Beziehung und Sexualität
Doris Christinger und Peter Aman Schröter
SkyDancing Tantra
Friedensarbeit beginnt zwischen den Menschen und insbesondere zwischen den Geschlechtern. Wer im Innern Frieden findet bezüglich Beziehung und Sexualität, wird auch im Außen friedensfördernd wirken.
«GANZHEITLICHES WACHSTUM HIN ZU LEBENSLUST, AUTHENTIZITÄT UND LIEBESFÄHIGKEIT»

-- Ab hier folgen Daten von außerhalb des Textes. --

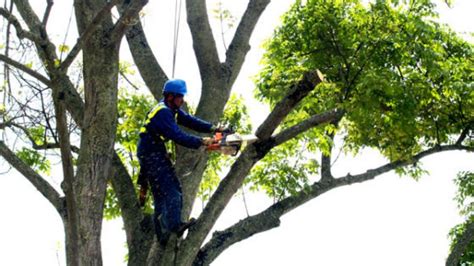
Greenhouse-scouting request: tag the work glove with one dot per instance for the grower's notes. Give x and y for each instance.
(206, 141)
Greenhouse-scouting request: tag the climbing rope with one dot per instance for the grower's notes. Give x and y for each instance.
(177, 19)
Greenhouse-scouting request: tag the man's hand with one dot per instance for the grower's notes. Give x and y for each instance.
(206, 141)
(227, 130)
(142, 195)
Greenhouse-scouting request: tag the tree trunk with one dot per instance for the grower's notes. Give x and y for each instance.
(100, 69)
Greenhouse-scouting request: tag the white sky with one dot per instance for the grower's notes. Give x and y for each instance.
(388, 221)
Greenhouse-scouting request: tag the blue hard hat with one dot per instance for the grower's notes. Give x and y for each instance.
(175, 86)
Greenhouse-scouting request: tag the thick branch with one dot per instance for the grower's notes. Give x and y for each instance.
(244, 229)
(25, 69)
(43, 186)
(297, 93)
(203, 40)
(315, 120)
(128, 17)
(240, 169)
(149, 68)
(21, 33)
(460, 247)
(269, 217)
(240, 46)
(88, 32)
(138, 227)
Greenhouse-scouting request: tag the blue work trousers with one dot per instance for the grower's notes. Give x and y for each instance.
(166, 189)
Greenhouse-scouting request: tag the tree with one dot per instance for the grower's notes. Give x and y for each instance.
(408, 99)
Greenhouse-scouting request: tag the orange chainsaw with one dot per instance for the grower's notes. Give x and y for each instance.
(229, 143)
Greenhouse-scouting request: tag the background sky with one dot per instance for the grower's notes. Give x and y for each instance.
(389, 221)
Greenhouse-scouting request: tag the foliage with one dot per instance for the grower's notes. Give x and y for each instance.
(132, 110)
(404, 80)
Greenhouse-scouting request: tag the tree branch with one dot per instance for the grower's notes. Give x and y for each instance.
(240, 169)
(94, 24)
(127, 18)
(269, 218)
(47, 12)
(21, 33)
(315, 120)
(297, 93)
(25, 69)
(38, 182)
(240, 46)
(460, 247)
(149, 68)
(138, 227)
(463, 135)
(244, 229)
(203, 40)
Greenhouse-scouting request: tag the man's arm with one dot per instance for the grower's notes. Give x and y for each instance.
(164, 124)
(193, 122)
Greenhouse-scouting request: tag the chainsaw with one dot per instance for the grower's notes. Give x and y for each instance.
(229, 143)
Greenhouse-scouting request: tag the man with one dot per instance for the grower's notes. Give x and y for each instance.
(156, 169)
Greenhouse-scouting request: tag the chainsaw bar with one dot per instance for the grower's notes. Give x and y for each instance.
(230, 144)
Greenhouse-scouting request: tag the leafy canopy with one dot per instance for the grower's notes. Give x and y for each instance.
(404, 80)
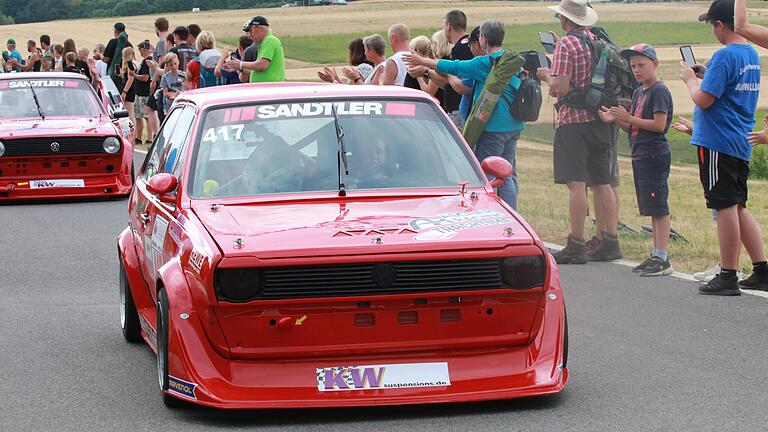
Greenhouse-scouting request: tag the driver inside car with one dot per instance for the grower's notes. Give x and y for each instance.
(273, 167)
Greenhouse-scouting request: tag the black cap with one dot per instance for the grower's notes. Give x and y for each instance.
(475, 35)
(719, 10)
(257, 20)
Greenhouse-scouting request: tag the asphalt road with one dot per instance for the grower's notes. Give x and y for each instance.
(646, 354)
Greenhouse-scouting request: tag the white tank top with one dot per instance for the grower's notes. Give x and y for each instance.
(401, 68)
(375, 69)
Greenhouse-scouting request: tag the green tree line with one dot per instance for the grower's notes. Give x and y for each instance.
(25, 11)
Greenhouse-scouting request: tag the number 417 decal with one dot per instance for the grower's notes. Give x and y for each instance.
(225, 132)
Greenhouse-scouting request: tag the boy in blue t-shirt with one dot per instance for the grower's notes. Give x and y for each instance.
(647, 123)
(726, 100)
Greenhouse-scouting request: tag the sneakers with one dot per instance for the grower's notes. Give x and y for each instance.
(641, 267)
(592, 244)
(755, 282)
(608, 250)
(657, 267)
(718, 286)
(573, 253)
(707, 275)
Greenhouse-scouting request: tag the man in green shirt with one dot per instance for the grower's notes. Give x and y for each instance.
(270, 63)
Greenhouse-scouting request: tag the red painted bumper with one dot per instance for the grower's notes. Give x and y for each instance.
(17, 176)
(475, 375)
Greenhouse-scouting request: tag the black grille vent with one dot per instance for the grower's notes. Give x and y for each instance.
(379, 278)
(45, 146)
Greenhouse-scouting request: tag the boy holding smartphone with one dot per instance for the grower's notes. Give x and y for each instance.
(726, 100)
(647, 123)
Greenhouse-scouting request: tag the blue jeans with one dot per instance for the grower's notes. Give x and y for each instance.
(502, 144)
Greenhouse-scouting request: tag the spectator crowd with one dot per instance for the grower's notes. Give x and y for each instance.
(477, 83)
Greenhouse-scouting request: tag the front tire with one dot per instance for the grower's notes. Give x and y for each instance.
(129, 317)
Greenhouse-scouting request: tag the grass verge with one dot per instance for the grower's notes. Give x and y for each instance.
(545, 206)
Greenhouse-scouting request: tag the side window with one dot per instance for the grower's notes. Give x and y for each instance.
(174, 157)
(154, 157)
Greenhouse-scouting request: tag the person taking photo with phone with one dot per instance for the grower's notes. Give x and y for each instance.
(726, 100)
(647, 123)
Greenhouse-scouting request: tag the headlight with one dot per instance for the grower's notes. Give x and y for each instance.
(111, 145)
(237, 285)
(523, 272)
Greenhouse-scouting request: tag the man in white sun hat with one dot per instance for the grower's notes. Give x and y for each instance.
(582, 148)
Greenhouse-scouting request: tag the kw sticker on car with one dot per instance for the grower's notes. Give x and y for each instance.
(382, 377)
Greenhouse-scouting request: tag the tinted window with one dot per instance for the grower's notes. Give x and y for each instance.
(152, 164)
(293, 147)
(55, 98)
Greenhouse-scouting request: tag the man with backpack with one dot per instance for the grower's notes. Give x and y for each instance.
(582, 148)
(501, 130)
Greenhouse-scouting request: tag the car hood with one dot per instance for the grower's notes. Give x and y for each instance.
(34, 128)
(355, 227)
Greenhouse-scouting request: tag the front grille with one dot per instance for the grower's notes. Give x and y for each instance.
(380, 278)
(45, 146)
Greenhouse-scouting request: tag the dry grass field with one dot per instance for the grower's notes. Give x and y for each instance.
(358, 16)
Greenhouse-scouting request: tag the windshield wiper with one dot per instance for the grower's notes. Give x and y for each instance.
(37, 103)
(342, 152)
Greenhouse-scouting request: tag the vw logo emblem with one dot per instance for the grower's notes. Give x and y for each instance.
(384, 275)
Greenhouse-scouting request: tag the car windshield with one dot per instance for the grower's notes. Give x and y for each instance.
(57, 98)
(293, 147)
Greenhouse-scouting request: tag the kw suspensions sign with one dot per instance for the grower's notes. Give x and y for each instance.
(382, 377)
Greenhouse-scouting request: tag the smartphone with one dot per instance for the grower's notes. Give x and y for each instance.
(687, 53)
(543, 61)
(547, 41)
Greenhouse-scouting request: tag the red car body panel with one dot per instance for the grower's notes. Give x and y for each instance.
(102, 174)
(269, 353)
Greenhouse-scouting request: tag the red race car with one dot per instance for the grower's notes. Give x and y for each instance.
(57, 139)
(296, 245)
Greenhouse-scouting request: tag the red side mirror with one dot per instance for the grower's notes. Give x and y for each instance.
(497, 167)
(161, 185)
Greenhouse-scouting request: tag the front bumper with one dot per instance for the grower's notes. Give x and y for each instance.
(16, 181)
(536, 368)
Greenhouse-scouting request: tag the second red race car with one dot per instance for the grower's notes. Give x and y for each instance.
(58, 140)
(297, 245)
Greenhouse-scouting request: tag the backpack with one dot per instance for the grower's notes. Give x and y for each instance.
(527, 102)
(617, 83)
(207, 76)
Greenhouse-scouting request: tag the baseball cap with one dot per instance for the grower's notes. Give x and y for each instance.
(257, 20)
(475, 35)
(719, 10)
(640, 49)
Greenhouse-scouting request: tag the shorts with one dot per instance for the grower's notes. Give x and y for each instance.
(138, 107)
(151, 103)
(651, 176)
(724, 179)
(582, 152)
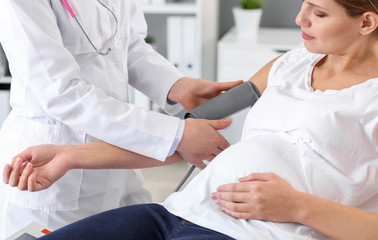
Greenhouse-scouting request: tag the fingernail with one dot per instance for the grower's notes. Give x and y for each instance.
(18, 160)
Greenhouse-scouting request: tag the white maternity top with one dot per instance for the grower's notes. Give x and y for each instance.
(323, 143)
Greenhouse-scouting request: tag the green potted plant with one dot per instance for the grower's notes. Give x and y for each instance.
(247, 18)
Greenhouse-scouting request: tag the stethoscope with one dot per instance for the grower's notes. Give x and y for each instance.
(104, 51)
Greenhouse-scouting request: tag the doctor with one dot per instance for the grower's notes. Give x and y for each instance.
(70, 86)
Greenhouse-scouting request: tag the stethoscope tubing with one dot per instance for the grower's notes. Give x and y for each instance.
(68, 6)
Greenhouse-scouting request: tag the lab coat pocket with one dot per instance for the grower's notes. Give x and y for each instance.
(62, 195)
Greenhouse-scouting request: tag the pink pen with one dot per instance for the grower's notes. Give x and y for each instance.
(69, 7)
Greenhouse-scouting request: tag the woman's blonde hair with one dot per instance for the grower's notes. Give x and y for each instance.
(355, 8)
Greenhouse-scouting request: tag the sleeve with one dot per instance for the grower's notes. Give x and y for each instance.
(30, 34)
(149, 72)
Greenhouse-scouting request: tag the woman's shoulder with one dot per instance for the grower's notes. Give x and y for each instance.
(298, 55)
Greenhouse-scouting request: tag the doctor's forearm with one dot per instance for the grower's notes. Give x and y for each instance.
(101, 155)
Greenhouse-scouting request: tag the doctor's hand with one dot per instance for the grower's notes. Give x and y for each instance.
(191, 93)
(261, 196)
(201, 141)
(36, 168)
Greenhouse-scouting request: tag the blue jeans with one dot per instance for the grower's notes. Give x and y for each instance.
(147, 221)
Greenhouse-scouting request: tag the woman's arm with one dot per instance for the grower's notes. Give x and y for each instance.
(38, 167)
(260, 79)
(267, 197)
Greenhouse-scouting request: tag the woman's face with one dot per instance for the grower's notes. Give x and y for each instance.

Doris Christinger und Peter Aman Schröter stellen ihr Leben seit über 30 Jahren in den Dienst der «Friedensarbeit zwischen den Geschlechtern». «Für uns bedeutet Menschsein, mit der Essenz in Verbindung zu sein und immer wieder die Qualitäten des Männlichen und Weiblichen im Außen sowie im Innen in Ausgleich zu bringen. Erst dann können wir die Unterschiede von Frau und Mann anerkennen und das Gemeinsame teilen. So wird aus dem Geschlechterkampf ein Geschlechtertanz. Somit verstehen wir unsere Arbeit als einen Beitrag zum Frieden auf dieser Welt.»
Heilungsbedarf
Wo verorten Christinger und Schröter die Defizite und Probleme, welche die «Dinge zwischen Mann und Frau» so schwierig machen? Als Erstes nennen die beiden die Authentizität. «Viele Paare kratzen an der Oberfläche. ‹Ich will geliebt werden, wie ich bin›, fordern beide vom andern. Aber keines von beiden zeigt sich wirklich so, wie es ist, und mutet sich dem anderen sozusagen ‹ungeschminkt› zu.» Ein zweiter wichtiger Punkt heißt «Abbau von Ängsten und Erweiterung der eigenen Grenzen». «Der Gegenspieler von Liebe und Frieden ist nicht Hass, sondern Angst», erklärt Peter Schröter. Blockaden und alte, oft tief verwurzelte Angstmuster aufzulösen sei ein wichtiger Schritt auf dem Weg zum ganzheitlichen Wachstum. «Wenn dieser Prozess in Gang kommt, wird es spannend», sagt Doris Christinger. «Die Menschen spüren am meisten Lebendigkeit, wenn es ihnen gelingt, durch die Angst hindurchzugehen, die an persönlichen Grenzen auftaucht.» Zu erleben, wie Menschen in ihre Lebendigkeit und damit in ihre Handlungs- und Selbstbestim-mungsfähigkeit und ihre Eigenverantwortlichkeit kommen, sei das schönste Erfolgserlebnis in ihrem Beruf, sind sich beide einig. «Ganz klar muss in der ‹Friedensarbeit› zwischen Frau und Mann auch das Thema Sexualität einen großen Stellenwert haben» – dieses Credo ist ausschlaggebend dafür, dass Doris Christinger und Peter Aman Schröter in ihrer Arbeit auf Ansätze des traditionellen Tantra zurückgreifen. Auf keinem anderen Gebiet wie in der Sexualität gebe es so viel Heilungsbedarf, sind sie überzeugt. «Um auf diesem Gebiet Wachstum zu erlangen, muss – so banal es tönt – eine Frau erst einmal wissen, was eine Frau ist, und ein Mann, was Mannsein bedeutet.» Doris Christinger: «Die Grenzen zwischen den Geschlechtern wurden mit der Emanzipation verwischt, die Spannung zwischen Männern und Frauen neutralisiert. Die Folgen für Sexualität, Lust und Leidenschaft sind verheerend. Maskuline Frauen wissen nicht mehr, was Hingabe in all ihren Facetten bedeutet. Vor allem aber wissen verweiblichte Männer nicht mehr, wie man eine Frau erobert. Wenn die Sexualität in einer Beziehung nicht zu den archetypischen Energien beider Geschlechter zurückfindet, wird sich der Mann von der Frau manipulieren und die Frau vom Mann dominieren lassen.» Peter Aman Schröter: «Es geht darum, die feminine Hingabe und die maskuline Stärke als Basis sexuellen Erlebens zu akzeptieren, dann steht der Leidenschaft und den vielen Spielarten der Sexualität meist nichts mehr im Weg.»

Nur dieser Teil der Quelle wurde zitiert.